La parole est l’un des quatre langages de théâtre du comédien. Voici quelques conseils généraux pour bien exploiter ce langage.

Ar-ti-cu-lez!

Pour améliorer votre diction, apprenez à toujours parler le corps et les épaules bien droits, comme si vous teniez un bouclier devant votre poitrine. Articulez bien et parlez lentement.

Déformation de voyelles

Attention à ne pas déformer les sons voyelles. Écoutez-vous parler, ou demandez à un camarade de vous écouter. Avez-vous tendance à allonger des voyelles inutilement, à changer un o ou un a ouvert en â, à intercaler des a où il ne faut pas (J’ai paeur de mon paère)? Corrigez ce défaut!

Escamotage

On a parfois tendance à prononcer certains sons plus faiblement, quand on ne les supprime pas carrément! C’pas diff’cile, après d’z heures d’soir, de s’prendr’ pour un artiss’… Au théâtre, la parole doit être claire. Même si on joue le rôle d’un personnage au langage relâché, la prononciation doit être nette.

Exercices

♦ Placez un crayon entre les dents (bien au fond : sentez-le « dans » les joues) et parlez le plus clairement possible.

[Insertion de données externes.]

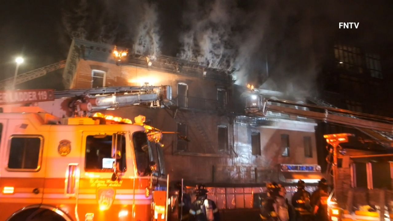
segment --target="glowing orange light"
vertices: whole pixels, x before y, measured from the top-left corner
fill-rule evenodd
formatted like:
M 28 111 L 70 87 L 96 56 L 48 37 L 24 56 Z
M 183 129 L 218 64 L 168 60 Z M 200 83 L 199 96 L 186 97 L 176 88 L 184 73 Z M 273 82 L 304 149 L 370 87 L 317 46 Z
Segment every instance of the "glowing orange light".
M 4 186 L 3 188 L 3 193 L 4 194 L 12 194 L 14 193 L 13 186 Z
M 250 85 L 250 84 L 247 84 L 247 88 L 250 90 L 254 90 L 254 85 Z
M 121 60 L 121 59 L 123 57 L 127 56 L 127 54 L 128 54 L 128 49 L 127 49 L 124 51 L 118 51 L 117 47 L 116 46 L 115 46 L 115 48 L 113 49 L 113 56 L 115 57 L 118 61 L 120 61 Z
M 105 117 L 105 115 L 101 113 L 95 113 L 94 115 L 93 115 L 94 118 L 104 118 Z

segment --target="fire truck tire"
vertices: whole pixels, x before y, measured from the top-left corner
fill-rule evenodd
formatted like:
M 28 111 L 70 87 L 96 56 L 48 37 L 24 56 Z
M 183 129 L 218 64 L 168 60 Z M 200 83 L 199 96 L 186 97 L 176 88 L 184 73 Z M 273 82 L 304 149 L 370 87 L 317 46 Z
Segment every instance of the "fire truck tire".
M 61 215 L 46 209 L 34 208 L 18 213 L 7 221 L 66 221 Z

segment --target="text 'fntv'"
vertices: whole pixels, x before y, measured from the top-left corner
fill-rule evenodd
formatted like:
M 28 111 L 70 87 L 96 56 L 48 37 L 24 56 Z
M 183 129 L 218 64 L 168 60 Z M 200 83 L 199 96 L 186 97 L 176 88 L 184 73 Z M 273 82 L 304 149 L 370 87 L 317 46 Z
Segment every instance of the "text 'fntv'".
M 359 27 L 359 22 L 339 22 L 339 28 L 353 28 L 352 25 L 354 26 L 355 28 L 357 28 Z

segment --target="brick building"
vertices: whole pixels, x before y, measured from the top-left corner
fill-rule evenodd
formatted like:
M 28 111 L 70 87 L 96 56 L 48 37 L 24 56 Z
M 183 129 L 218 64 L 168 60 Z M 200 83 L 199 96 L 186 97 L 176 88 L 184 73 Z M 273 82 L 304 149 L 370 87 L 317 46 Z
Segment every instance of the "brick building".
M 261 192 L 267 182 L 290 185 L 296 179 L 315 182 L 320 178 L 318 171 L 311 176 L 280 171 L 283 164 L 312 164 L 318 169 L 315 122 L 272 113 L 264 118 L 247 116 L 244 109 L 252 93 L 234 85 L 228 74 L 165 56 L 151 61 L 132 54 L 116 63 L 114 48 L 74 40 L 63 74 L 66 87 L 171 86 L 172 103 L 165 108 L 138 106 L 106 112 L 130 119 L 142 114 L 154 127 L 187 136 L 189 142 L 170 134 L 163 138 L 166 166 L 161 170 L 172 180 L 183 178 L 186 184 L 217 187 L 212 191 L 214 197 L 226 199 L 227 203 L 224 201 L 220 206 L 223 208 L 252 207 L 250 194 Z M 259 94 L 288 97 L 267 90 Z M 242 204 L 231 204 L 237 197 L 243 199 L 237 201 Z

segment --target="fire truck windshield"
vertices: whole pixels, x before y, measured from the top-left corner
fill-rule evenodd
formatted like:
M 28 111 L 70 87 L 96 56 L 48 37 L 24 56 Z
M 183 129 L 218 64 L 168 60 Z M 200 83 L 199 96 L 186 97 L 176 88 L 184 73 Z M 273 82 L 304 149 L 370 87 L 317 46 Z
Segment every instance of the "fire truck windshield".
M 121 157 L 116 160 L 119 168 L 124 171 L 127 168 L 125 159 L 125 137 L 122 136 Z M 112 172 L 114 159 L 111 156 L 112 136 L 97 137 L 88 136 L 86 138 L 86 156 L 85 169 L 86 171 Z
M 138 175 L 147 175 L 149 173 L 149 145 L 147 136 L 143 132 L 136 132 L 132 134 L 132 141 L 135 151 L 135 160 Z

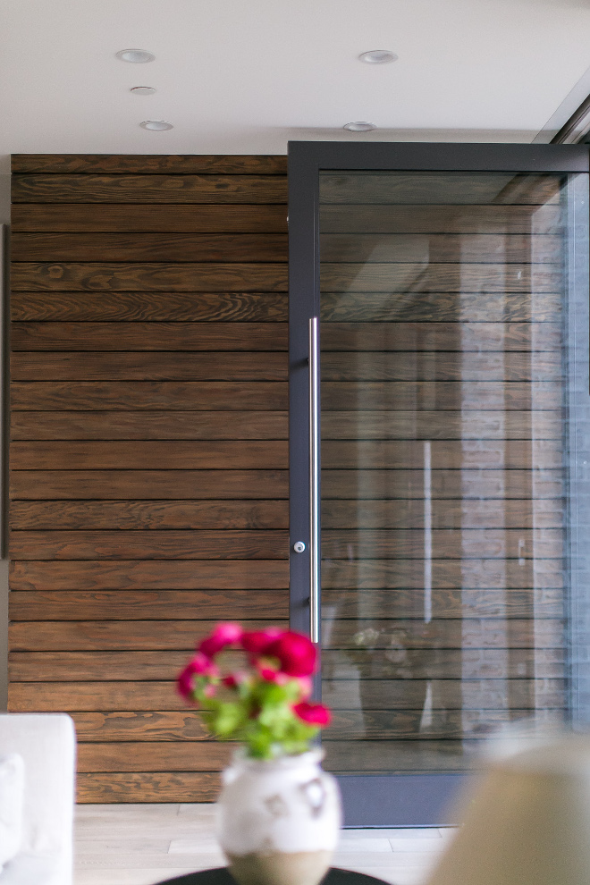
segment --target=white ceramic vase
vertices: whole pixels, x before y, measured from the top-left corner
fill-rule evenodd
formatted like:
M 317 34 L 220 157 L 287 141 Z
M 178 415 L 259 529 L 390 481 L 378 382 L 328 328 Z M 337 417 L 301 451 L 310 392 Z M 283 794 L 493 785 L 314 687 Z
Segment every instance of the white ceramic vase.
M 317 885 L 341 824 L 322 753 L 264 761 L 239 752 L 223 775 L 217 838 L 240 885 Z

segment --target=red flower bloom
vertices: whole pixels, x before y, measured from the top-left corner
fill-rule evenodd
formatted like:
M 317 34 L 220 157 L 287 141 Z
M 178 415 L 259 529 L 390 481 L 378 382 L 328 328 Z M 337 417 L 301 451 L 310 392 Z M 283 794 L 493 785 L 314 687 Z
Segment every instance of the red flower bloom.
M 286 630 L 265 648 L 264 653 L 278 658 L 287 676 L 309 676 L 316 670 L 316 646 L 300 633 Z
M 199 644 L 198 651 L 206 654 L 207 658 L 212 658 L 227 645 L 232 645 L 240 641 L 242 628 L 240 624 L 232 622 L 217 624 L 213 633 Z
M 308 725 L 329 725 L 332 716 L 327 707 L 323 704 L 309 704 L 308 701 L 301 701 L 293 707 L 293 712 Z
M 276 627 L 269 627 L 267 630 L 255 630 L 251 633 L 243 633 L 241 636 L 241 647 L 250 654 L 264 654 L 266 648 L 282 636 L 282 630 Z

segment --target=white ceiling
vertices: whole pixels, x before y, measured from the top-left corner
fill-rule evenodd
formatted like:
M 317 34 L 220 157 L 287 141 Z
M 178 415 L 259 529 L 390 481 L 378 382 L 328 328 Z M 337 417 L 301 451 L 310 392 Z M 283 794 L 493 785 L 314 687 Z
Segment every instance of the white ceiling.
M 4 156 L 549 140 L 590 92 L 590 0 L 0 0 L 0 19 Z M 377 48 L 400 60 L 358 60 Z

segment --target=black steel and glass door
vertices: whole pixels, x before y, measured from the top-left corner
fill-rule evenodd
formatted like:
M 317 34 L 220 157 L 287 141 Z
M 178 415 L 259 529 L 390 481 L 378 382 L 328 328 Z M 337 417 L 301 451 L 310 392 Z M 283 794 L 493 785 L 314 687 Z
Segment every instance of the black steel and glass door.
M 443 823 L 498 727 L 589 718 L 587 172 L 290 146 L 291 620 L 350 824 Z

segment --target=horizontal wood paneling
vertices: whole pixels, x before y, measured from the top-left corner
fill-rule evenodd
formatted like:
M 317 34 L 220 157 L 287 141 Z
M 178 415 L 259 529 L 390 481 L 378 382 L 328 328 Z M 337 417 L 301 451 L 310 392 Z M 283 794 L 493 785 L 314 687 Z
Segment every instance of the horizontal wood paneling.
M 545 249 L 542 255 L 547 254 Z M 286 261 L 284 233 L 19 233 L 14 261 Z M 549 258 L 549 255 L 547 255 Z
M 274 560 L 14 561 L 10 577 L 13 590 L 274 590 L 287 580 L 287 563 Z
M 13 353 L 14 381 L 286 381 L 282 353 Z
M 15 262 L 14 291 L 287 291 L 284 264 L 217 262 Z
M 11 299 L 15 321 L 80 320 L 152 323 L 177 322 L 277 322 L 287 319 L 285 295 L 243 292 L 15 292 Z
M 284 382 L 257 381 L 82 381 L 19 382 L 12 384 L 11 404 L 18 411 L 84 411 L 170 409 L 176 411 L 218 409 L 286 409 Z M 550 408 L 547 406 L 547 408 Z
M 286 529 L 285 501 L 15 501 L 19 529 Z
M 207 771 L 91 772 L 78 775 L 79 802 L 215 802 L 218 774 Z
M 288 476 L 286 470 L 14 470 L 10 493 L 30 501 L 286 498 Z
M 72 713 L 80 801 L 211 801 L 176 673 L 288 616 L 286 158 L 13 171 L 10 709 Z
M 13 323 L 13 350 L 286 350 L 287 324 Z
M 13 176 L 13 203 L 282 203 L 282 175 Z
M 231 175 L 286 175 L 287 157 L 228 154 L 191 155 L 110 155 L 110 154 L 13 154 L 13 174 L 22 173 L 139 173 L 194 174 L 220 173 Z
M 284 440 L 287 434 L 286 411 L 13 411 L 11 421 L 13 440 Z
M 168 233 L 286 233 L 287 206 L 95 203 L 13 204 L 13 232 Z

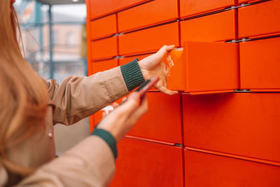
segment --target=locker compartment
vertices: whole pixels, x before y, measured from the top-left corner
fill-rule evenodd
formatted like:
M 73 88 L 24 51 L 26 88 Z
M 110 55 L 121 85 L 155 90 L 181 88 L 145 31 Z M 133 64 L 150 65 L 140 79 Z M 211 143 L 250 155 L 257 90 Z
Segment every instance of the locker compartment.
M 149 55 L 150 55 L 152 54 L 149 54 L 149 55 L 135 55 L 133 57 L 123 57 L 123 58 L 120 58 L 119 61 L 120 61 L 120 66 L 122 66 L 125 64 L 127 64 L 132 61 L 133 61 L 134 59 L 138 58 L 139 60 L 141 60 L 142 59 L 144 59 L 144 57 L 146 57 Z
M 108 70 L 118 66 L 118 59 L 111 59 L 108 60 L 93 62 L 91 63 L 91 69 L 92 74 Z
M 178 23 L 158 26 L 119 36 L 120 55 L 157 51 L 164 45 L 179 45 Z
M 167 88 L 191 94 L 239 88 L 238 44 L 185 42 L 169 53 Z
M 92 41 L 91 45 L 92 60 L 108 59 L 118 56 L 116 36 Z
M 280 162 L 280 94 L 183 95 L 186 146 Z
M 111 187 L 183 186 L 182 148 L 125 138 Z
M 236 11 L 181 22 L 181 41 L 220 41 L 235 39 Z
M 280 90 L 280 38 L 241 42 L 239 45 L 241 88 Z
M 239 37 L 280 33 L 280 1 L 270 1 L 238 10 Z
M 152 92 L 146 96 L 148 111 L 127 134 L 182 144 L 180 95 L 170 96 Z
M 119 32 L 132 30 L 176 18 L 176 0 L 157 0 L 118 13 L 118 29 Z
M 91 39 L 97 39 L 117 33 L 117 18 L 113 14 L 90 22 Z
M 185 186 L 279 186 L 280 167 L 184 150 Z
M 187 17 L 234 5 L 234 0 L 180 0 L 180 15 L 181 18 Z
M 238 4 L 244 4 L 244 3 L 253 3 L 257 1 L 260 1 L 262 0 L 238 0 Z
M 91 19 L 94 19 L 148 1 L 149 0 L 88 0 L 87 6 L 90 6 Z

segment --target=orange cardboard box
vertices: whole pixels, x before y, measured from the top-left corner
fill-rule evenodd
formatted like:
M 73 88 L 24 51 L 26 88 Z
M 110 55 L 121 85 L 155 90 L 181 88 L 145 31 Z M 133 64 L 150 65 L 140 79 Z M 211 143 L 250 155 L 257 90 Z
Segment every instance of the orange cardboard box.
M 280 34 L 280 1 L 270 1 L 238 10 L 239 37 Z
M 94 20 L 90 22 L 92 40 L 110 36 L 117 33 L 117 18 L 115 14 Z
M 119 32 L 176 20 L 178 18 L 177 3 L 174 0 L 157 0 L 121 11 L 118 13 Z
M 236 11 L 227 11 L 181 22 L 181 41 L 220 41 L 236 38 Z
M 181 18 L 202 14 L 234 5 L 234 0 L 180 0 Z
M 86 4 L 87 6 L 90 6 L 90 13 L 91 19 L 95 19 L 148 1 L 149 0 L 86 0 Z
M 279 186 L 280 167 L 184 150 L 185 186 Z
M 92 60 L 106 60 L 118 56 L 117 48 L 118 42 L 116 36 L 92 41 Z
M 230 43 L 185 42 L 183 48 L 168 55 L 167 88 L 193 95 L 238 89 L 237 47 Z
M 148 111 L 127 134 L 182 144 L 180 95 L 151 92 L 146 96 Z
M 239 45 L 241 89 L 280 91 L 280 37 Z
M 280 94 L 183 95 L 184 145 L 278 162 Z
M 125 138 L 111 187 L 183 187 L 182 148 Z
M 104 61 L 93 62 L 91 63 L 90 69 L 92 74 L 108 70 L 118 66 L 118 59 L 111 59 Z
M 179 46 L 178 23 L 173 22 L 119 36 L 120 55 L 157 51 L 164 45 Z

♦ Parlez les dents serrées : remuez les lèvres autant que possible pour bien détacher les syllabes et les sons.

♦ Parlez avec des billes ou des cailloux dans la bouche. (Ne JAMAIS demander à un enfant de le faire!)

♦  Répétez souvent des virelangues.

Ton de la voix

Le ton est la hauteur de la voix, mais aussi son intensité. Une personne énervée ne s’exprime pas comme une personne calme. L’enfant émerveillé, l’adolescent blasé et l’adulte inquiet ne parlent pas non plus sur le même ton. Chaque personnage devrait avoir un ton qui lui est propre.

En français, on accentue généralement la finale des mots. Si on « monte » le ton quand on pose une question, on devrait toutefois laisser les autres phrases « tomber » naturellement.

Respiration

Pour ne pas s’essouffler tout en parlant, il est important de respirer correctement, c’est-à-dire « par le ventre ». Il faut en effet se servir des muscles de l’abdomen pour pousser l’air hors des poumons, et non se limiter à soulever et abaisser la cage thoracique. En apprenant à contrôler ainsi votre respiration, vous constaterez que vous aurez plus de souffle et plus de puissance en parlant.

♦  Pour vous exercer à respirer « du ventre », allongez-vous sur le dos et posez un livre sur votre abdomen. Respirez lentement et profondément de manière à soulever le livre. Répétez souvent cet exercice.

Projection

La projection de la voix est l’action de « projeter » sa voix le plus loin possible, de manière à se faire entendre par le plus grand nombre sans crier. La respiration par le ventre facilite la projection, car l’air expulsé des poumons avec plus de force aide à porter la voix plus loin.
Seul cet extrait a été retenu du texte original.